France Insoumise’s counterparts in the Nouveau Front Populaire view this demand with suspicion, fearing that a presidential election, polarizing the political cycle around big-ticket personalities such as Jean-Luc Mélenchon or Marine Le Pen, is above all designed to restore France Insoumise’s hegemony over the Left. “I’m not sure that it’s the desirable solution that some make it out to be,” Socialist deputy Arthur Delaporte told Jacobin, pointing to the far right’s strong polling position.

Throw In the Towel?

It is almost inconceivable that Macron would heed those calls. Yet behind the demand that Macron abandon the presidency, there is more than just the arm wrestling on the French left.

One argument for a fresh presidential election is that it’s the only way to deliver the requisite jolt needed for a stable governing majority. The French Fifth Republic’s political system is ill designed to deal with the situation in which it now finds itself: with an ungovernable parliament, caught in a nearly even three-way split between far-right, centrist and left-wing blocs.

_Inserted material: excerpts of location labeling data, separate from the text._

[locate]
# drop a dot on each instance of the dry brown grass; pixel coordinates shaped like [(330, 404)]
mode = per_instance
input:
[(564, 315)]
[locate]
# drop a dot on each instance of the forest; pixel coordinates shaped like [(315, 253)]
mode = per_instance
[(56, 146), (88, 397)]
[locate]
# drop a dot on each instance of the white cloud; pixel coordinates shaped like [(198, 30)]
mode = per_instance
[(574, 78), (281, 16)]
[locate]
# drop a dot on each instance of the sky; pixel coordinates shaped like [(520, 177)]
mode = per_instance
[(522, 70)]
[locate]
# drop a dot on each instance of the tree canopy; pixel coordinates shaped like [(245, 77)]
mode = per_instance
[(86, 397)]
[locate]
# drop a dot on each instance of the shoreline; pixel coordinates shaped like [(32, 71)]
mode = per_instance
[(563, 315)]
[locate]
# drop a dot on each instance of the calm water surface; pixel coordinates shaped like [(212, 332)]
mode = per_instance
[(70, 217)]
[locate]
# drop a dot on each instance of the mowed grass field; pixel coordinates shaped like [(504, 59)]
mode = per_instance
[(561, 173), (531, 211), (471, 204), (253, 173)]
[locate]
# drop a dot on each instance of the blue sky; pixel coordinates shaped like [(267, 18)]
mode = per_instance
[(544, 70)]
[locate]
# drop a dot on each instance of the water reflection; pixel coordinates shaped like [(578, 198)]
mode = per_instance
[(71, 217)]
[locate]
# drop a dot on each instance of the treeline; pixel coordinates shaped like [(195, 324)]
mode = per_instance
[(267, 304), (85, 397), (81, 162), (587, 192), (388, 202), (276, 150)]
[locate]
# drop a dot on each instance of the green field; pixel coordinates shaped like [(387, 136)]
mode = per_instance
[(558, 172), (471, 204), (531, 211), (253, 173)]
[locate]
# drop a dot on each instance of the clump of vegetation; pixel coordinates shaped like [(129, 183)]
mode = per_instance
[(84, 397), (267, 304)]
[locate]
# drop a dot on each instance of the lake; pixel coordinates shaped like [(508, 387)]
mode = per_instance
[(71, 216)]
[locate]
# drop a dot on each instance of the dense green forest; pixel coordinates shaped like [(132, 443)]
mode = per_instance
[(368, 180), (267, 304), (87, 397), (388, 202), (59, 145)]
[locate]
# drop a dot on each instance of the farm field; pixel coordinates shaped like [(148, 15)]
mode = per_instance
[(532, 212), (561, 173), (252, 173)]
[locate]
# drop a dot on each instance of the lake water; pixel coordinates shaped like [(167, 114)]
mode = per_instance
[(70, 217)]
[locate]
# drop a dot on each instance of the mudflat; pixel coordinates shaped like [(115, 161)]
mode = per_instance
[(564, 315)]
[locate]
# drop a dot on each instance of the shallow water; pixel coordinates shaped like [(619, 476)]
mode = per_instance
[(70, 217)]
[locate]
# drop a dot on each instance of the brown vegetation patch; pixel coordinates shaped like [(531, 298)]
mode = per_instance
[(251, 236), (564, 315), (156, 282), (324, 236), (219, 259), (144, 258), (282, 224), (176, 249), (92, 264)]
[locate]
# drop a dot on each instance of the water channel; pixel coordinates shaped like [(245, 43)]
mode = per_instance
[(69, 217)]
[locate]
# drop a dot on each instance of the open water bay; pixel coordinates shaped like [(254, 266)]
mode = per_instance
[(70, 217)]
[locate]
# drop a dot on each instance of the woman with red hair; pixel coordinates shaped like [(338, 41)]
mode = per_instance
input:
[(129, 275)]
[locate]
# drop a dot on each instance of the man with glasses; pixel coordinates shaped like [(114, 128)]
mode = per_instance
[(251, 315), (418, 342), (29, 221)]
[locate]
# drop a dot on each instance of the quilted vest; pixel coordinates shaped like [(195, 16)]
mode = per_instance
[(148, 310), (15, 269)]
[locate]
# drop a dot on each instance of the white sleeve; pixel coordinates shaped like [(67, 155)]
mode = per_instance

With so little authority at the top, there’s not enough incentive for the parties down the pyramid of institutional power to work together.

That devastated political landscape may be the result of Macron’s governing strategy, but Rousseau is not convinced. “Nothing in the constitution obliges Macron to resign in light of his sinking approval ratings,” the Sorbonne professor told Jacobin. Past presidents from François Mitterrand to Jacques Chirac have been dealt major defeats or found themselves in the doldrums of unpopularity, only to cling to power.  In 1997, Chirac dissolved the National Assembly in the hope of winning a mandate for austerity cuts. Instead, the Left won a majority, forcing the president into a “cohabitation” with Socialist prime minister Lionel Jospin.

In any case, it is by now doubtful that a fresh presidential election is bound to yield the eventual winner a majority in parliament, too.

If the last twelve months are any indication, Macron is more than willing to accommodate himself with a hamstrung lower house, leaning on a domesticated minority coalition to hold off challenges to his policy record. This spring, the paralysis did not prevent agreement by large majorities of legislators, from far right to center left, for stringent tough-on-crime legislation. In a pinch, the president’s allies can barter away concessions to the far right on immigration.

There is also talk of institutional reform in the form of introducing proportional representation in the lower house — long a demand from Le Pen and her allies. Despised at home, Macron can try to find some solace in the limelight of international galas and diplomacy, leaving parliament to lumber from budget showdown to budget showdown.

But the days of all-conquering, triumphant Macronism are surely over. For the president, who poses as the “guardian” of institutional continuity, blocking any retreat on his agenda is reason enough to hold on to control. Last Friday, Lecornu seemed to acknowledge just that when he took a suspension of pension reform off the table in budget talks, saying it would “be a good subject for the presidential elections.” Whenever they come, at least the lines are drawn.